Rising car insurance rates are becoming a real burden to American drivers. A big factor is the cost of repairing the high-tech gadgets that come standard in new cars. These tech features are supposed to keep us safer, but how can we balance safety with auto insurance rates?
Over the last ten years, a steep rise in the average annual cost of auto insurance has left drivers feeling like they’ve been hit by a bus. Rates have risen almost 30% over that time, and the hike can’t be explained by inflation or the cost of new vehicles. Nor does it have anything to do with the number of crashes during that decade; in fact, there are fewer accidents today than there were in 2011.
So what gives? The Zebra, an online insurance marketplace, analyzed auto insurance rates for 73 million customers in the US and found some surprising statistics. They concluded that the average driver will spend $1548 on car insurance this year. Despite the fact that some states have actually seen falling rates (by anywhere from .4-5%), the overall trend is rising prices.
While there are a few things you can do to lower your rate–improving your credit score, increasing your deductible, and paying your yearly rate in full instead of monthly–some factors are simply out of your control. That includes the huge cost of replacing the cameras and sensors that make up a vehicle’s safety package in the event of a crash.
“Technology is playing a bigger role than ever in pricing,” says Nicole Beck, The Zebra’s communications chief. “It’s not actually making it cheaper for people.”
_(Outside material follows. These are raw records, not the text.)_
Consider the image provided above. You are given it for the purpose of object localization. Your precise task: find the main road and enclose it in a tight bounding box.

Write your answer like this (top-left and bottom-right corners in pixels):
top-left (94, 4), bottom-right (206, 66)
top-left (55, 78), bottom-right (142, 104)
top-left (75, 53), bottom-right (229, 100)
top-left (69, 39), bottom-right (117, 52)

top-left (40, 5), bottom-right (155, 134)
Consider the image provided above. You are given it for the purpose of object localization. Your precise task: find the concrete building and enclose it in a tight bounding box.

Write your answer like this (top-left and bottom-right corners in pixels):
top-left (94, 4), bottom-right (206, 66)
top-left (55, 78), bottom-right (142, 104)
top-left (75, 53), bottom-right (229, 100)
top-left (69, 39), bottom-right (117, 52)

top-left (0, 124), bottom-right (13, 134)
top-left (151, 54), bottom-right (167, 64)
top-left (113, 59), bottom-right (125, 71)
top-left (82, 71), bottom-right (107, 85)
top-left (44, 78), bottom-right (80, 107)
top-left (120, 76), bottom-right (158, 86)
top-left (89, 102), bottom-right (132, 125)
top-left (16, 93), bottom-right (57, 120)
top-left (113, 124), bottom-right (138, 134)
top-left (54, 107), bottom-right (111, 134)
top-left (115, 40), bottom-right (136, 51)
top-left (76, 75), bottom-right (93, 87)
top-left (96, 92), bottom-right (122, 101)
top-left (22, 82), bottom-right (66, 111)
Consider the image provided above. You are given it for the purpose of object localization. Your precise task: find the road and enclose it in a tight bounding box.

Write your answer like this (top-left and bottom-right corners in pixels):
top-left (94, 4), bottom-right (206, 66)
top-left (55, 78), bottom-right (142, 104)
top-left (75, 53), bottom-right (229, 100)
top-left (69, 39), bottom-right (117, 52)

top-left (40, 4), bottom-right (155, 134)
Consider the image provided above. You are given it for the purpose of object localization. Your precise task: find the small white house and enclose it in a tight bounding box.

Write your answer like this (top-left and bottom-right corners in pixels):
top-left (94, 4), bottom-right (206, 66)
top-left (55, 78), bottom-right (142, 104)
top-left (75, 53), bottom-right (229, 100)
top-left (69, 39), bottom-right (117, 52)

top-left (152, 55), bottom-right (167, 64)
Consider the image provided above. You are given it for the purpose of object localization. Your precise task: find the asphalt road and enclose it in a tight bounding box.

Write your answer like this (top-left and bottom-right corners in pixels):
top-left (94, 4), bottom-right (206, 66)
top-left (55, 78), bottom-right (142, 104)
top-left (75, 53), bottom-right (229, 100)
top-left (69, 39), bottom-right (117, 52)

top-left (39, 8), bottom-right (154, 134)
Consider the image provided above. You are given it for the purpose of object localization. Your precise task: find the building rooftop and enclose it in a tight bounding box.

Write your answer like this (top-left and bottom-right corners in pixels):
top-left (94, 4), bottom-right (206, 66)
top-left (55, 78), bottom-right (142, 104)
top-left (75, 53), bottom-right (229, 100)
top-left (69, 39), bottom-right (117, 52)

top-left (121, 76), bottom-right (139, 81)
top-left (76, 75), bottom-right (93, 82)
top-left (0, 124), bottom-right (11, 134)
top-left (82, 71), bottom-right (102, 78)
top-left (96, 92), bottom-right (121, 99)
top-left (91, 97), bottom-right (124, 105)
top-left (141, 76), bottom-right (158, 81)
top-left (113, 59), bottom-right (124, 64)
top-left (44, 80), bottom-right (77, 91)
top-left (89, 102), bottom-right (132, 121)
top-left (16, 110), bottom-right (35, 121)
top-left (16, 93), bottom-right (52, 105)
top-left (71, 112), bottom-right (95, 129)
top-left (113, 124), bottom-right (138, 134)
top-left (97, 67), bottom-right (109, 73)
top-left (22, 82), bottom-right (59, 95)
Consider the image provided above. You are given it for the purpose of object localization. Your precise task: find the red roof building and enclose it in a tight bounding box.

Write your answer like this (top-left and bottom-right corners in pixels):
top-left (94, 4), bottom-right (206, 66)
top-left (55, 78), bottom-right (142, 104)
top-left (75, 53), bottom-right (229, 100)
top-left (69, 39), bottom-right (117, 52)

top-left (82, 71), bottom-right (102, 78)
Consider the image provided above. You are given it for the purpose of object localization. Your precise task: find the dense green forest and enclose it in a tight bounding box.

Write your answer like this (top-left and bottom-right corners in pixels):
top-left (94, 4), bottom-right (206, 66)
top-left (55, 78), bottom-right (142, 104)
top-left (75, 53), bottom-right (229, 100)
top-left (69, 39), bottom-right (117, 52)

Safer, yes. Cheaper, no. You could argue that there’s no way to put a price on safety, and that higher auto insurance bill is just the cost of driving on America’s roads today. Safety features such as backup cameras are found in almost all new cars, and other advanced developments like automatic parking and lane awareness are becoming more common.
These features should, in theory, prevent accidents. You’d think that would drive insurance costs down. However, the main issue seems to be that the insurance companies are not convinced that the cost of repairing or replacing all that high-tech equipment is balanced by the benefit of reduced accidents.
All those bells and whistles might be great for safety, but they’re not going to do anything for your wallet. Most auto insurance companies aren’t offering breaks for drivers who choose cars with advanced safety features. And all of us are paying more to offset the costs of high-value repairs.